The next stage of the case will be on May 20, which is the deadline for parties and third parties to file letter-briefs opposing the Omnibus letter motions.
Meanwhile, Ripple CEO Brad Garlinghouse has said he believes the US government is definitely going after stablecoin Tether.
Tether CEO Paolo Ardoino responded on X, saying Garlinghouse was “spreading fear about USDt”, possibly because of Ripple’s plans to launch its own rival stablecoin.
Coinbase legal head snaps at SEC
Coinbase’s Chief Legal Officer Paul Grewal took to X this week to criticize what he referred to as the SEC’s “gaslighting” over a Wells notice.
At the time the Wells notice was issued last year, Coinbase’s CEO Brian Armstrong and Grewal issued a video message saying they are “committed to working in the regulatory perimiter” and want to work with multiple regulators to see a clear market structure.
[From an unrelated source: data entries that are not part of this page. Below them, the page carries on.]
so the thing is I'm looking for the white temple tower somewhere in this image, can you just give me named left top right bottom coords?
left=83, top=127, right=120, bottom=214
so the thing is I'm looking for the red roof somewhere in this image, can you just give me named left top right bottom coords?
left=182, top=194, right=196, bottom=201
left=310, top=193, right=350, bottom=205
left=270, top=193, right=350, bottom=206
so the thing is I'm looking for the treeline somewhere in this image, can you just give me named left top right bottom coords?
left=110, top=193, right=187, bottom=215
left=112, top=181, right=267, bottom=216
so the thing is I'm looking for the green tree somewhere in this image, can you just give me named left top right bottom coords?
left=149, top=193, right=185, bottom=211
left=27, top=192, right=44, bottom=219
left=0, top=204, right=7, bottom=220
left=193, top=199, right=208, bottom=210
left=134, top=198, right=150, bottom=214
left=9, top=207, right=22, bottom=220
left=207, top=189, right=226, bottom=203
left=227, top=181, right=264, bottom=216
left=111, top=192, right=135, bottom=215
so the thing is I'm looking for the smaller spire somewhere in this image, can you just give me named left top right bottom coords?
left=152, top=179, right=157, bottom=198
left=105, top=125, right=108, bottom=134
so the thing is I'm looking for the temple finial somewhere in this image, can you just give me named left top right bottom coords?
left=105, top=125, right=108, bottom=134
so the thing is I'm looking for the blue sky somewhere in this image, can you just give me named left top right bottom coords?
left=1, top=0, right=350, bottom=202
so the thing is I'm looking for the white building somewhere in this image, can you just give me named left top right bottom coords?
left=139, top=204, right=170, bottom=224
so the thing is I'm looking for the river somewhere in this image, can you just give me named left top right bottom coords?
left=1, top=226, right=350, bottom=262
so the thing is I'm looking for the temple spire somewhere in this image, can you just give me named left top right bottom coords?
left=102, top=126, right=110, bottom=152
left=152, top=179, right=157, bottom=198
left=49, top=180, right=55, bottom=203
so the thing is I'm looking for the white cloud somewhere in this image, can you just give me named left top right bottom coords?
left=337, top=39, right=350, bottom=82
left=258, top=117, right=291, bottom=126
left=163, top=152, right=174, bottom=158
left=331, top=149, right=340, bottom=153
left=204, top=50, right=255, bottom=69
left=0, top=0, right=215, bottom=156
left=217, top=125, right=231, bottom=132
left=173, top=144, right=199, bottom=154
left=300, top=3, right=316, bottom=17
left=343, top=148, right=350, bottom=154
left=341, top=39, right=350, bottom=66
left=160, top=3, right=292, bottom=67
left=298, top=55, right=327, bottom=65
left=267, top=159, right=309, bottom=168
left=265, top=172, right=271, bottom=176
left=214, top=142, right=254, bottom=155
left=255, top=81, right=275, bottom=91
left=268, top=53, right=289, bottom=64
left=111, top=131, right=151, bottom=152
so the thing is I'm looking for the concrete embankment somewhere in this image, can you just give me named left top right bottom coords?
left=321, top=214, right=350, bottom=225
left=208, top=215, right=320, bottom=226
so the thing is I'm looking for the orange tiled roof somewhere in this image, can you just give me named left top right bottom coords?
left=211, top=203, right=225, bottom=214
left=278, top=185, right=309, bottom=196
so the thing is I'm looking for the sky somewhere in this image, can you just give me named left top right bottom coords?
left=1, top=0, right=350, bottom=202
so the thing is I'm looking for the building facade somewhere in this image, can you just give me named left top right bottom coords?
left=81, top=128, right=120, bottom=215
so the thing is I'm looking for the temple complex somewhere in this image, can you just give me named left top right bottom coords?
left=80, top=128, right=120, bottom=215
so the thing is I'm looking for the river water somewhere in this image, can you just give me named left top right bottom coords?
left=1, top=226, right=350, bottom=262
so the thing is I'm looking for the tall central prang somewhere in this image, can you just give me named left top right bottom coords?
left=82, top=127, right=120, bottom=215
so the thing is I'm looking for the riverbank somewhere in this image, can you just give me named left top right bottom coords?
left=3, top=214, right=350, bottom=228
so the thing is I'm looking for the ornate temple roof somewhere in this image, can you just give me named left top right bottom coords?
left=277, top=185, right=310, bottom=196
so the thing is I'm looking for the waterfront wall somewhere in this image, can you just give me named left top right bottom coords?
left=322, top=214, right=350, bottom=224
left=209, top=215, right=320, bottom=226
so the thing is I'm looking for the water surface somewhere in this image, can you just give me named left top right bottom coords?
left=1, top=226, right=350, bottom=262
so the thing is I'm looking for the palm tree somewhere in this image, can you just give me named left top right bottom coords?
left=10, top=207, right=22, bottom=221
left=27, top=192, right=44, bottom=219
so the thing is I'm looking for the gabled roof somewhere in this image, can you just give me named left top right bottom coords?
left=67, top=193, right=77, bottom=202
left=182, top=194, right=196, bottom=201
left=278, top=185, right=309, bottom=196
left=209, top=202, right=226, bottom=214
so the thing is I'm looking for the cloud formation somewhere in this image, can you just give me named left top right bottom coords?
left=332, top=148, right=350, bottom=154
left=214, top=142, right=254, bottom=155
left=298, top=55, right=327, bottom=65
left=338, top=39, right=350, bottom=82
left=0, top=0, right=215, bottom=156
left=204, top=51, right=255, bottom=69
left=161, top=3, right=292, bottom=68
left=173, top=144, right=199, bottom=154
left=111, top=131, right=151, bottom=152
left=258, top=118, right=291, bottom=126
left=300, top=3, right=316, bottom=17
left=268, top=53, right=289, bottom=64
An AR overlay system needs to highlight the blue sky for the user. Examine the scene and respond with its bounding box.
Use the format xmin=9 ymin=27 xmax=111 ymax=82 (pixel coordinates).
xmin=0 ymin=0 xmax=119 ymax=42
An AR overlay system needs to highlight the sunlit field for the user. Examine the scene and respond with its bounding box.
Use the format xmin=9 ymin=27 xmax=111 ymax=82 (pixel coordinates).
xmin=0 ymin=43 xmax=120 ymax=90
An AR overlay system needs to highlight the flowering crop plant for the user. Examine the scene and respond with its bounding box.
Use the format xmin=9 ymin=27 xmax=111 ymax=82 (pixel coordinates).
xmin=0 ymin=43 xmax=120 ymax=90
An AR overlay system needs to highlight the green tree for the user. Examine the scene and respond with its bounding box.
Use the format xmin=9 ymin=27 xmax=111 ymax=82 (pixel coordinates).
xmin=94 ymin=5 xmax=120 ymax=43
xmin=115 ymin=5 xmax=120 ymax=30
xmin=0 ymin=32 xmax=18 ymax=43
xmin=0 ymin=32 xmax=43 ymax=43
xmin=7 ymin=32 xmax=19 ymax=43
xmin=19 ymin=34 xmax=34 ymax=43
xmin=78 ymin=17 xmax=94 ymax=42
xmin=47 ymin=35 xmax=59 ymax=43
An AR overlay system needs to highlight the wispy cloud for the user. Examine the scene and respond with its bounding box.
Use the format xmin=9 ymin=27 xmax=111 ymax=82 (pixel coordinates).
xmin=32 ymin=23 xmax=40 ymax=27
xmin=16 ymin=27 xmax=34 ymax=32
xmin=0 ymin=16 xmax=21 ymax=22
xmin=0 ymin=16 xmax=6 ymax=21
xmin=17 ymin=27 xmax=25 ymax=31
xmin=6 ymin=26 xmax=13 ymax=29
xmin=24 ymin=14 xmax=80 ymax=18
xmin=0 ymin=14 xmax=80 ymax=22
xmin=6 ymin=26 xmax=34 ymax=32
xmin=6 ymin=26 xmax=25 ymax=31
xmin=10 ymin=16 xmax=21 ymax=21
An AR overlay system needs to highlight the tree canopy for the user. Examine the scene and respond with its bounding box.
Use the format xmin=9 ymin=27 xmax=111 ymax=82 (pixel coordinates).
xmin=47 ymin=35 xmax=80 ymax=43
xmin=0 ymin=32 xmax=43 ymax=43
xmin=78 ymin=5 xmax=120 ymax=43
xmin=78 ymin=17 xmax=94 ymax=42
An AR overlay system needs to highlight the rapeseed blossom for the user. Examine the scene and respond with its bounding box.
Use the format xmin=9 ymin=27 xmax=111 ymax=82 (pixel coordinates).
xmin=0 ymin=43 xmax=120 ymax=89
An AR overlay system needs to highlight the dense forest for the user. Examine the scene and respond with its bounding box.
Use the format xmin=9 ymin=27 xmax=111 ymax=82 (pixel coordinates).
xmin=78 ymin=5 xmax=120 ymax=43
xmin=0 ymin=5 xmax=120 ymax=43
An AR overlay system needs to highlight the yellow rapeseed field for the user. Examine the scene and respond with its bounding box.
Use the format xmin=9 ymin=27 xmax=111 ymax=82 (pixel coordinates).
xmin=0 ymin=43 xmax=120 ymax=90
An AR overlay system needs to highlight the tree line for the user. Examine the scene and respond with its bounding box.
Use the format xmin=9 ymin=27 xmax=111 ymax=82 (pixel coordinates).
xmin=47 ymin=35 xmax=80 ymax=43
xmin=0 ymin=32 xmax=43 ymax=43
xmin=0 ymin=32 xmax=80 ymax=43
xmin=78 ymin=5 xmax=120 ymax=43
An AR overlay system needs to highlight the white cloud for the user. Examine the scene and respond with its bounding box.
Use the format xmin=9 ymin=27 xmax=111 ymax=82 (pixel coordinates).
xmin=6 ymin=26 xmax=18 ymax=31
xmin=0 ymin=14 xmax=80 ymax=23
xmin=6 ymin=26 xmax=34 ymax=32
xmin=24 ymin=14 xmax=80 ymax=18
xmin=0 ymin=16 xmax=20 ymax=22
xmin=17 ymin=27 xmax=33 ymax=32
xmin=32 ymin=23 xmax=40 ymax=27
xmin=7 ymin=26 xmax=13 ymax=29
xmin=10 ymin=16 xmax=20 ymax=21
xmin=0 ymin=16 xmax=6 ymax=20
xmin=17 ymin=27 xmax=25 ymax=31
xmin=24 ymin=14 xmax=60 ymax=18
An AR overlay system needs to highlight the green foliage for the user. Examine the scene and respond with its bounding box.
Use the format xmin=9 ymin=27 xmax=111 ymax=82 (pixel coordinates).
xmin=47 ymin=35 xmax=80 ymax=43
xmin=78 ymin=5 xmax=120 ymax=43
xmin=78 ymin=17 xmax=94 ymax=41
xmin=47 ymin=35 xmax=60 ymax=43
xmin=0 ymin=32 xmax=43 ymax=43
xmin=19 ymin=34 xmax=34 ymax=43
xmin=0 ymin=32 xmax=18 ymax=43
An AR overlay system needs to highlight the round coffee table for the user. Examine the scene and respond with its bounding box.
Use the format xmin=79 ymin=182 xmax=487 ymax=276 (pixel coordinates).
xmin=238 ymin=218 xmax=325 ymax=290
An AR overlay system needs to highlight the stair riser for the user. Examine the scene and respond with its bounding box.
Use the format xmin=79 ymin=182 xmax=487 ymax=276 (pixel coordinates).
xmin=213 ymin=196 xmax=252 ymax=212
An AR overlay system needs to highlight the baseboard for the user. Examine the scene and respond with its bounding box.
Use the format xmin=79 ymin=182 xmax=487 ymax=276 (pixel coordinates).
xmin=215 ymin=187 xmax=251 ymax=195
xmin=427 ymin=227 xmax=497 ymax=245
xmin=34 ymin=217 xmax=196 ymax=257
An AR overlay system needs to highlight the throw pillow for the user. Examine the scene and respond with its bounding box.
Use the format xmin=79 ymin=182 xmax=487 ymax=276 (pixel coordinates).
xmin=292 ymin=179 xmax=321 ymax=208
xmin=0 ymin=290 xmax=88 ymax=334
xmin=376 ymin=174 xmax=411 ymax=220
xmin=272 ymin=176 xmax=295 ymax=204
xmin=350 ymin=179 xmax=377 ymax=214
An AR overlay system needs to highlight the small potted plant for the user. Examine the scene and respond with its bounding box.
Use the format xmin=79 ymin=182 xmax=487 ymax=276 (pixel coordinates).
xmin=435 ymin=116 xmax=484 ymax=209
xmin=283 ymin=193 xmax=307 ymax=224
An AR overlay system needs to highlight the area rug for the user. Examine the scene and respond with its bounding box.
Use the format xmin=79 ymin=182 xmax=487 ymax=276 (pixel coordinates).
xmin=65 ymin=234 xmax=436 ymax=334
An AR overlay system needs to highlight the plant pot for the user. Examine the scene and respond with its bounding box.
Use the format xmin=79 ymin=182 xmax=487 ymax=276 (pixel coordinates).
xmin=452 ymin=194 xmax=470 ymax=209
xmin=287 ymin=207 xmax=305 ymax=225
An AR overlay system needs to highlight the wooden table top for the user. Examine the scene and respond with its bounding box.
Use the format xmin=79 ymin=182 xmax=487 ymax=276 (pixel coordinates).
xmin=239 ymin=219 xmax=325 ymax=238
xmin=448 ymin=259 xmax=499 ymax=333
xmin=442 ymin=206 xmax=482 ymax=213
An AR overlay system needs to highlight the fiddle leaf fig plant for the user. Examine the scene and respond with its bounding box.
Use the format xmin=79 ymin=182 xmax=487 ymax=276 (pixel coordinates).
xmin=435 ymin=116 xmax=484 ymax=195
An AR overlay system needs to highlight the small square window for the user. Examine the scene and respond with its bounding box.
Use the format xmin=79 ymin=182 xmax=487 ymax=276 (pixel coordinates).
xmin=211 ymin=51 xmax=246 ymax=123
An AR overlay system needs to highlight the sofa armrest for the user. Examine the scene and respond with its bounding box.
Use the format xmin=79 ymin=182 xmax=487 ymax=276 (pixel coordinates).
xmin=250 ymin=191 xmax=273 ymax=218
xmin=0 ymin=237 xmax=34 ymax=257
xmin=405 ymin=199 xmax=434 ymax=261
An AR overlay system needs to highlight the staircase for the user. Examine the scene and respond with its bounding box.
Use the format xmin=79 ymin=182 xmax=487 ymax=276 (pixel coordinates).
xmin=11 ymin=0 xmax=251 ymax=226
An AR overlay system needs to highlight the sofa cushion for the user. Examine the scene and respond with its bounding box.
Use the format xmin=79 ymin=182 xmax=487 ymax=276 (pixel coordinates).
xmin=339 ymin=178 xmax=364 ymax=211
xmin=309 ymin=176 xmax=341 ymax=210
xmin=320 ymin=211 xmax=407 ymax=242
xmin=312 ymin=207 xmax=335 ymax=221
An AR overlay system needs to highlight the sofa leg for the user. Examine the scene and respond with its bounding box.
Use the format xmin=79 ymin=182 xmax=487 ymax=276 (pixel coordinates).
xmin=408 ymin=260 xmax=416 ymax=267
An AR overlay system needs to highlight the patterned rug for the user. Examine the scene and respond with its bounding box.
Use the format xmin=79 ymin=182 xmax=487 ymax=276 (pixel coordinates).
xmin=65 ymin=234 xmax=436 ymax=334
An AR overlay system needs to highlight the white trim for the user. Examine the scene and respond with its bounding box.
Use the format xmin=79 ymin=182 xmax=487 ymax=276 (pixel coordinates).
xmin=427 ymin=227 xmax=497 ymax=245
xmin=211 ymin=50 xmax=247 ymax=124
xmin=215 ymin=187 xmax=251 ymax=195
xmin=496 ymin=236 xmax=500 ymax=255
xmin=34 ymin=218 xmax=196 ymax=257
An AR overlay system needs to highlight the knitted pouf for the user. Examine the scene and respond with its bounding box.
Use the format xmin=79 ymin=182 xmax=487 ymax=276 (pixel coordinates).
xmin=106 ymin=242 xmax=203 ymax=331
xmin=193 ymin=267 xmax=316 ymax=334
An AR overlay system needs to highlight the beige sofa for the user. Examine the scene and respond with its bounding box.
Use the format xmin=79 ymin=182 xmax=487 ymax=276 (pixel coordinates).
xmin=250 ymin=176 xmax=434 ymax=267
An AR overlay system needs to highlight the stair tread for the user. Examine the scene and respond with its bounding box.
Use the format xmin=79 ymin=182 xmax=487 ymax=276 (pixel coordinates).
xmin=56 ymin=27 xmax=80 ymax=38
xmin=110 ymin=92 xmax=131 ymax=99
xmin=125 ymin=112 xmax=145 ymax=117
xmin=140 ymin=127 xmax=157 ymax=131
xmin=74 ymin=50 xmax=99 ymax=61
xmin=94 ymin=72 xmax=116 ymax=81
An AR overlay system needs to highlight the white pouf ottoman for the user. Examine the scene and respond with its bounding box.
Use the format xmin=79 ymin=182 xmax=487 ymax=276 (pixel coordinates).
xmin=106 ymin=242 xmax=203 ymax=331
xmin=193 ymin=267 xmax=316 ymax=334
They said a Wells notice was “not constructive for America.”
Referencing the Wells notice issued to Robinhood last week, Grewal said on X the SEC had failed to offer a promised “thorough explanation” for the notices Coinbase and other companies had received.
Coinbase was sued by the SEC in June last year for allegedly engaging in the unregistered offer and sale of securities since 2019.
But the regulator is increasingly under scrutiny for what observers see as abuses of power.
Democrat and Republican speakers at a recent House Financial Services subcommittee hearing said public trust in the SEC would decline if employees were unfairly sanctioned and forced to resign, as in the recent case of Debt Box. Two SEC lawyers resigned after mishandling the case.
A federal judge ruled that the SEC must pay legal costs for Debt Box after it alleged fraud and secured a temporary asset freeze and restrainign order against the company.